Bangkok's Klong Toey neighborhood is home to some of the city's poorest slums. In the shadow of sleek new expressways and gleaming high-rise buildings sit wooden shacks with rusting corrugated iron roofs and festering open sewers. This is home of those who have been left out of Thailand's economic miracle.
It is to poor communities like this that party workers looking to win votes flock at election time, handing out everything from umbrellas to clothing. But the most effective of the voter incentives is cash. The money is usually distributed by canvassers - often community chiefs - who promise a specific number of votes in exchange for cash handouts.

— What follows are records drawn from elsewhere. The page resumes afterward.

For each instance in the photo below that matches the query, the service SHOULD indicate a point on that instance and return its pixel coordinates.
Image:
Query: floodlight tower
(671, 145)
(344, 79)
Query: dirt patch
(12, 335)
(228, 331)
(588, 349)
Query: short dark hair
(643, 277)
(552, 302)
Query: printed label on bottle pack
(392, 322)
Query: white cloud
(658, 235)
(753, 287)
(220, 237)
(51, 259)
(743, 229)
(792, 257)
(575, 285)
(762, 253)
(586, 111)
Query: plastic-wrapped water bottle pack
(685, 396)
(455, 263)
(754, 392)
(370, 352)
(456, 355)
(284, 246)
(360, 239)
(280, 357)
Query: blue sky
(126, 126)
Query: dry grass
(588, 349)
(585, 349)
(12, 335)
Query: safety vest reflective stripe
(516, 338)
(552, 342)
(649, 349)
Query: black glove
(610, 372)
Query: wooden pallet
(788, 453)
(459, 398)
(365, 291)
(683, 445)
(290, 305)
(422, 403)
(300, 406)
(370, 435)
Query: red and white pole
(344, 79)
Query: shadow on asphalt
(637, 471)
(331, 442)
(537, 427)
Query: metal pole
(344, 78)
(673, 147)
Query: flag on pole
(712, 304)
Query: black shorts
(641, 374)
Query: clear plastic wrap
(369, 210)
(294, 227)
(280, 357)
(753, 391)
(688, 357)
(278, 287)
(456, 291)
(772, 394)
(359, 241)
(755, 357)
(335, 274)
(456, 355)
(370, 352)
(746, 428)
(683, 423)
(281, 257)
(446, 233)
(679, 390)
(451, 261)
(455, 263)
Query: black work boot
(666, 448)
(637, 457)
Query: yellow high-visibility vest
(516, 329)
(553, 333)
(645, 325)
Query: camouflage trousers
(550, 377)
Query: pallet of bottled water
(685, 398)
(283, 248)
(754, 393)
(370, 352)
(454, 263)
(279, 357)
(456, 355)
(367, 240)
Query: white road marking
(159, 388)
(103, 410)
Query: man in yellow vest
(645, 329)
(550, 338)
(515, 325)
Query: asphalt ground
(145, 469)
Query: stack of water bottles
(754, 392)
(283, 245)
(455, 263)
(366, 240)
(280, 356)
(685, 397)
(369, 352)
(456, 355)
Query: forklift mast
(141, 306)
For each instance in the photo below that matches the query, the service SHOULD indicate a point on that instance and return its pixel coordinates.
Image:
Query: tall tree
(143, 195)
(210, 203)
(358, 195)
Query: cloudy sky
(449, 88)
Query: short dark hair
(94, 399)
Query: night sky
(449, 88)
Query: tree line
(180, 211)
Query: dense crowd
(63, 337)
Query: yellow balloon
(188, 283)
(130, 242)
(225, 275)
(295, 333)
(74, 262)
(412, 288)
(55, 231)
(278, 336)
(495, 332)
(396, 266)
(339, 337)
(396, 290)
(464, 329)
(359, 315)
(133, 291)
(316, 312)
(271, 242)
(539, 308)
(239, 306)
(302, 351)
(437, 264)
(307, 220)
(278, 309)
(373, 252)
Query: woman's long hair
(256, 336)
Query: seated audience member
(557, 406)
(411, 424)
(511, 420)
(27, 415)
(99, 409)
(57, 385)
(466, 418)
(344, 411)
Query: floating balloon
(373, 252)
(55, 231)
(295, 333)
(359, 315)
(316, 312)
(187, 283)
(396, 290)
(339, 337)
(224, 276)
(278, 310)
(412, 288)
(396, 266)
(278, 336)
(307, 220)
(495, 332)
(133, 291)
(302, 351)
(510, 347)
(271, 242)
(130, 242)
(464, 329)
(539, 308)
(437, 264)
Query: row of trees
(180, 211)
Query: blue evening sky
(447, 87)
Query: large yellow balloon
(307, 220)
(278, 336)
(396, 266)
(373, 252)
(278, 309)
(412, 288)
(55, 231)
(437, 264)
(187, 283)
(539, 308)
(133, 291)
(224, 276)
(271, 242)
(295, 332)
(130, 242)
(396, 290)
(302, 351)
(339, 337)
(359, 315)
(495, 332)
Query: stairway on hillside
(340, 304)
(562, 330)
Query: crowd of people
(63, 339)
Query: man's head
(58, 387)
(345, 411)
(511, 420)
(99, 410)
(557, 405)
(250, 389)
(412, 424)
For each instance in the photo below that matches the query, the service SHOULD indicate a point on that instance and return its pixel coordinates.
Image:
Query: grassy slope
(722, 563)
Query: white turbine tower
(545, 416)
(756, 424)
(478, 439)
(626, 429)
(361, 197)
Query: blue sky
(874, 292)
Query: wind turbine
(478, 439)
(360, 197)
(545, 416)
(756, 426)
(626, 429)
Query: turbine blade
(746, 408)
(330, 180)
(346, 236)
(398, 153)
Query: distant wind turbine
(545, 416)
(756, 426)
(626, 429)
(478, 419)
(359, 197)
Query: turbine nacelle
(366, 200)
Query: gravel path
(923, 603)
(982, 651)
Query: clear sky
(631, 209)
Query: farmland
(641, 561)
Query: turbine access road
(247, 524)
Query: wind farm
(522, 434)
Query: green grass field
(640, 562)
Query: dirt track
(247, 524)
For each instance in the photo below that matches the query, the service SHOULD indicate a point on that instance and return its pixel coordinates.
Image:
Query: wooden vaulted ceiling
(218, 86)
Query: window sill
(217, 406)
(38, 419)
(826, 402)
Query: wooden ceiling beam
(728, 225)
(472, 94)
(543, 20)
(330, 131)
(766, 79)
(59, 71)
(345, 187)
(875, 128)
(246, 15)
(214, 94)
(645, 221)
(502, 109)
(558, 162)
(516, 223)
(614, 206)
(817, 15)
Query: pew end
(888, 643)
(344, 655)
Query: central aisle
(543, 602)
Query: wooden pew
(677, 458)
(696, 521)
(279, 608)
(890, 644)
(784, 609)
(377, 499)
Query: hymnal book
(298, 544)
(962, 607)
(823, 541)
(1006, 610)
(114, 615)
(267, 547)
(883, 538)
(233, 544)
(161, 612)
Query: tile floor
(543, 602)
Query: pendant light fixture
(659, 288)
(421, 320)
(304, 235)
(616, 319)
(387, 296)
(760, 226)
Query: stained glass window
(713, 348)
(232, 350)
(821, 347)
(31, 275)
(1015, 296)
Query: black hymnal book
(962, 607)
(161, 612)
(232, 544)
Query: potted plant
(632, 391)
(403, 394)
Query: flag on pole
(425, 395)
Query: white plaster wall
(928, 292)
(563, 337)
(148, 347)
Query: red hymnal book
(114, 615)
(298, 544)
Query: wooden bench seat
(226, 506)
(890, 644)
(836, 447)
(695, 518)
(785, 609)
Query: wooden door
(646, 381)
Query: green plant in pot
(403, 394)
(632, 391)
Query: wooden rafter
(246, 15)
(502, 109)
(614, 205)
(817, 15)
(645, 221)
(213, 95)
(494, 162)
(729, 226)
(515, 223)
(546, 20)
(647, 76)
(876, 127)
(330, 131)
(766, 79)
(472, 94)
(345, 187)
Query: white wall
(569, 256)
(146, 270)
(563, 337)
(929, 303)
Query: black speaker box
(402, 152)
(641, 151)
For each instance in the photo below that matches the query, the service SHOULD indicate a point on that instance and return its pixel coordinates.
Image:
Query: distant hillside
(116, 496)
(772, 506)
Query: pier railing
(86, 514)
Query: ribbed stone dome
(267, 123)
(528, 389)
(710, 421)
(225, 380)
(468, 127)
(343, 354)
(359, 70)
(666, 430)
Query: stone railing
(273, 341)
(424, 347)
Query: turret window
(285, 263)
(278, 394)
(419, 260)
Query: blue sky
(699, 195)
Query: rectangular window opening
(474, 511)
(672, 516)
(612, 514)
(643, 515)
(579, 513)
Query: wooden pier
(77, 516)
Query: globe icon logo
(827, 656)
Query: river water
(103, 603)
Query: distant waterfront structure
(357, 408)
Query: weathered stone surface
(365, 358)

A community leader lays out a sack stuffed with campaign materials and - speaking quietly so as not to be heard by passersby - explains how he is responsible for delivering the votes on election day. He does not wish to be named for fear of reprisals, by both the authorities and the party that paid him.
"Suppose I promise 500 votes at a rate of [$16] for each vote. If on election day, the votes do not match up against the money disbursed, I will be in trouble," he said. "If you accept, you must be able to deliver. Otherwise, as you have heard, election canvassers have been shot or otherwise hurt."
The interim government installed by the military has launched an aggressive campaign to stamp out vote buying like this. Penalties include imprisonment for both those who pay the money and those who accept it.
The measures appear to be having little effect.
All parties condemn the vote buying. But residents here and in other parts of Thailand accuse a number of parties - including the front-running People Power Party and the Democrat Party - of engaging in some form of the practice.
Nopadol Patama is deputy secretary general of the People Power Party - which residents say has been among those buying votes in the neighborhoods of Klong Toey.
"Vote-buying has been with Thailand for many years. The Election Commission, which is an independent body, has to take immediate action to curb vote buying," says Nopadol. "Political parties hate vote buying as much as the election commission. So, they have to enforce the law strictly. We welcome strict law enforcement. Vote buying is not good."
The interim government's campaign against vote buying is part of its efforts to stamp out corruption - one of the reasons the military gave last year for carrying out the coup.